Artículo 350. El pueblo de Venezuela, fiel a su tradición, a su lucha por la independencia,
La paz y la libertad, desconocerá cualquier régimen, legislación o autoridad que
contraríe los valores, principios y garantías democráticas o menoscabe los derechos
Humanos.”
Artículo 333.- Esta Constitución no perderá su vigencia si dejare de observarse por acto de fuerza o porque fuere derogada por cualquier otro medio distinto al previsto en ella.
En tal eventualidad, todo ciudadano investido o ciudadana investida o no de autoridad, tendrá el deber de colaborar en el restablecimiento de su efectiva vigencia.
Artículo 41. Sólo los venezolanos y venezolanas por nacimiento y sin otra nacionalidad, podrán ejercer los cargos de Presidente o Presidenta de la República, Vicepresidente Ejecutivo o Vicepresidenta Ejecutiva, Presidente o Presidenta y Vicepresidentes o Vicepresidentas de la Asamblea Nacional, magistrados o magistradas del Tribunal Supremo de Justicia, Presidente o Presidenta del Consejo Nacional Electoral, Procurador o Procuradora General de la República, Contralor o Contralora General de la República, Fiscal General de la República, Defensor o Defensora del Pueblo, Ministros o Ministras de los despachos relacionados con la seguridad de la Nación, finanzas, energía y minas, educación; Gobernadores o Gobernadoras y Alcaldes o Alcaldesas de los Estados y Municipios fronterizos y aquellos contemplados en la ley orgánica de la Fuerza Armada Nacional.
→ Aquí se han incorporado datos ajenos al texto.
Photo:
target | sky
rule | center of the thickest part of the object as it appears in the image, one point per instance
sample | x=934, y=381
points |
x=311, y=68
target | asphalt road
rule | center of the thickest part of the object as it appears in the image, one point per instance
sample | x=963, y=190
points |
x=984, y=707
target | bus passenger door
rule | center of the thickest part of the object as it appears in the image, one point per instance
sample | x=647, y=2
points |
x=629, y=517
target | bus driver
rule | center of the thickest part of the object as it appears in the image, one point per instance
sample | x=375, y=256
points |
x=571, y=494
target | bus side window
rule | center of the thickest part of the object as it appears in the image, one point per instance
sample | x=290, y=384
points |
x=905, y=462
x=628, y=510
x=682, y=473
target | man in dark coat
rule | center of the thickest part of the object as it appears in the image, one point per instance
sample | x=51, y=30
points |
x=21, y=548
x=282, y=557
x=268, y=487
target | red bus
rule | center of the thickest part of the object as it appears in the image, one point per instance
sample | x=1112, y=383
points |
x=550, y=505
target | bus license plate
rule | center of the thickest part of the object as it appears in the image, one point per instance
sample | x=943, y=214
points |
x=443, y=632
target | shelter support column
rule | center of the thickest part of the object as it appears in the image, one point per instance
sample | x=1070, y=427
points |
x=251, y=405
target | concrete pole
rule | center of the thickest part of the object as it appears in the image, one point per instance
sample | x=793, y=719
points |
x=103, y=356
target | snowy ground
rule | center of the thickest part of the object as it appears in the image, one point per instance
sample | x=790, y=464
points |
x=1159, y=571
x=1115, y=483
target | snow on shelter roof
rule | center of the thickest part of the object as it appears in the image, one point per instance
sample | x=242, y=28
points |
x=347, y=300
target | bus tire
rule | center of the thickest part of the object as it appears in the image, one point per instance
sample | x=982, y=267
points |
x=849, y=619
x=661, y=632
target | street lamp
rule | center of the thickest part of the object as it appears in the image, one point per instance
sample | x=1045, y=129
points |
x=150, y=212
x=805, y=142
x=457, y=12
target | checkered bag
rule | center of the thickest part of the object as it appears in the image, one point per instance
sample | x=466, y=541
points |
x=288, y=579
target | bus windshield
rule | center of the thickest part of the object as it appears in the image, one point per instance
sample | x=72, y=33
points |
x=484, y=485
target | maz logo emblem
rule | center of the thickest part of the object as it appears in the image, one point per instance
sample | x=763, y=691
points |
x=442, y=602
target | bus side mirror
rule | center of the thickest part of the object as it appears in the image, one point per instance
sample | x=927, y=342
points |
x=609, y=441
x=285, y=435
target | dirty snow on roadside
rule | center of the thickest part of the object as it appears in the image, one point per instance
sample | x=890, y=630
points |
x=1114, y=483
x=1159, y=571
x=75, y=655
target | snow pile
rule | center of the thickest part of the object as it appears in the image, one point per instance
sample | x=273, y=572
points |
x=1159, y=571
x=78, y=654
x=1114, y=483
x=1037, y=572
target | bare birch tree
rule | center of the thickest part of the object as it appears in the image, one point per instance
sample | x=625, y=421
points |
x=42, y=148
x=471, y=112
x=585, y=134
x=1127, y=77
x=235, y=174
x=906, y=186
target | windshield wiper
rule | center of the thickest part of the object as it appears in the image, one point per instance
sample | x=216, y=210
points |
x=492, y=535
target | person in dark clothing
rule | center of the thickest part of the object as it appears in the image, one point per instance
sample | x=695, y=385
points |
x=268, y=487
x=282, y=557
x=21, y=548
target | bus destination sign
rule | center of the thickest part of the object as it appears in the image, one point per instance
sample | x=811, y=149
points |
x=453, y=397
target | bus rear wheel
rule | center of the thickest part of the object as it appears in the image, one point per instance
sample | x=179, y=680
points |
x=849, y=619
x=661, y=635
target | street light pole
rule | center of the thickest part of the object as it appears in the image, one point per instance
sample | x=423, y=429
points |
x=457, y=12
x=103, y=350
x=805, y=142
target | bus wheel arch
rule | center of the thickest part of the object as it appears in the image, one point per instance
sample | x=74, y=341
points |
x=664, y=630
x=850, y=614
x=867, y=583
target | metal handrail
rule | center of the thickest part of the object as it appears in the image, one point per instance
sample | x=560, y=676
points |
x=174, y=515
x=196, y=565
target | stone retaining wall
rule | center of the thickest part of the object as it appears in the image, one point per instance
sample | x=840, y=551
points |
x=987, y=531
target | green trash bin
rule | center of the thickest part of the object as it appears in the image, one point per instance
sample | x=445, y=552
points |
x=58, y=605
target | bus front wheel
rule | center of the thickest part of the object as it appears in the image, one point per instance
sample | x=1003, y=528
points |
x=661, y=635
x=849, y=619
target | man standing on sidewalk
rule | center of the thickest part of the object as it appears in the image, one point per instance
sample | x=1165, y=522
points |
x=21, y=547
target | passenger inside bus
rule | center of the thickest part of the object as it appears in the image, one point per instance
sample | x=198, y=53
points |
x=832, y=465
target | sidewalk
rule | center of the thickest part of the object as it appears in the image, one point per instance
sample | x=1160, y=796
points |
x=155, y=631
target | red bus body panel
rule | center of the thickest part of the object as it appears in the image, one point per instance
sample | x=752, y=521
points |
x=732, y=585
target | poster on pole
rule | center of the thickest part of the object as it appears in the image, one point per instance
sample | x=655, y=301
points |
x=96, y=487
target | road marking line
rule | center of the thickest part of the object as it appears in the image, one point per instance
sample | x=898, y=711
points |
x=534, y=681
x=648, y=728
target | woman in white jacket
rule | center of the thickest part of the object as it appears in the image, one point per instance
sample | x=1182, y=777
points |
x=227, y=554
Para ejercer los cargos de diputados o diputadas a la Asamblea Nacional, Ministros o Ministras, Gobernadores o Gobernadoras y Alcaldes o Alcaldesas de Estados y Municipios no fronterizos, los venezolanos y venezolanas por naturalización deben tener domicilio con residencia ininterrumpida en Venezuela no menor de quince años y cumplir los requisitos de aptitud previstos en la ley.